The General Social Survey (GSS) is a nationally representative survey conducted face-to-face in the United States every two years. The objective is to collect data on attitudes and opinions of the general public.
Also, the GSS is used in the United States to gather data for the International Social Survey Programme (ISSP).
In 2020, the GSS had to implement major revisions to the mode of data collection in light of the COVID-19 pandemic.
The GSS was adapted from a face-to-face and CAPI study to two separate studies: (i) a panel of former GSS respondents from 2016 and 2018 and (ii) a cross-sectional study based on an address-based sampling methodology.
Both studies used a web-based instrument as the main mode of data collection, supplemented by an instrument designed to work on the telephone.

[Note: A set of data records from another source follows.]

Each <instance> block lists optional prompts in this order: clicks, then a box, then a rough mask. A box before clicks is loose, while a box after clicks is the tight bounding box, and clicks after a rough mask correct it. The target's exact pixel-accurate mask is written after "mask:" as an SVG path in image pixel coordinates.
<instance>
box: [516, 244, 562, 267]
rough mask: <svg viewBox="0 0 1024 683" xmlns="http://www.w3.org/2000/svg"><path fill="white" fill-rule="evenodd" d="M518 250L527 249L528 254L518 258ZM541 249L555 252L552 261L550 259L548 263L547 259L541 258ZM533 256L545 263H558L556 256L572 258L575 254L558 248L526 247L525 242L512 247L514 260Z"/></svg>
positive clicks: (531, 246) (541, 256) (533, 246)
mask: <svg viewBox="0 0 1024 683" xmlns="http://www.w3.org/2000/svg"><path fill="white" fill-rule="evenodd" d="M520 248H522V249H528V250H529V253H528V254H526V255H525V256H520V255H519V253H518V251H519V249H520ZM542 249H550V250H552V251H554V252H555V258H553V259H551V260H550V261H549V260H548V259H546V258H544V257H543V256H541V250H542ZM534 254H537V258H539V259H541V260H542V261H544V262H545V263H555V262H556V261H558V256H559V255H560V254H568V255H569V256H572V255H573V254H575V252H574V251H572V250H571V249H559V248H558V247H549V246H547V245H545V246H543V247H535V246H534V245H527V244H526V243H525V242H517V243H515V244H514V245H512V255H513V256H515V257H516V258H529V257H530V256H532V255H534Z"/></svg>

René Bautista (NORC at the University of Chicago) will present an overview of the methodological and operational adjustments made to shift the General Social Survey mode from face-to-face to mixed-mode web and telephone, such as the adaptation of the questionnaire to web self-administration as well as the redesign of respondent materials and mailings to be based on mail, email, and phone outreach.
The presentation will also cover expected methodological adaptations for 2022.
About the speaker
René Bautista is a principal research scientist in the Statistics and Methodology department at NORC and director of the General Social Survey.
His academic training in Survey Methodology and work on sources of measurement error in surveys provides him with a solid theoretical and scientific approach to conduct applied survey research.
Bautista has substantial experience developing and implementing major surveys and conducting leading methodological.
His research focuses on nonresponse, measurement error, interviewer effects, mixed modes, and data collection methods.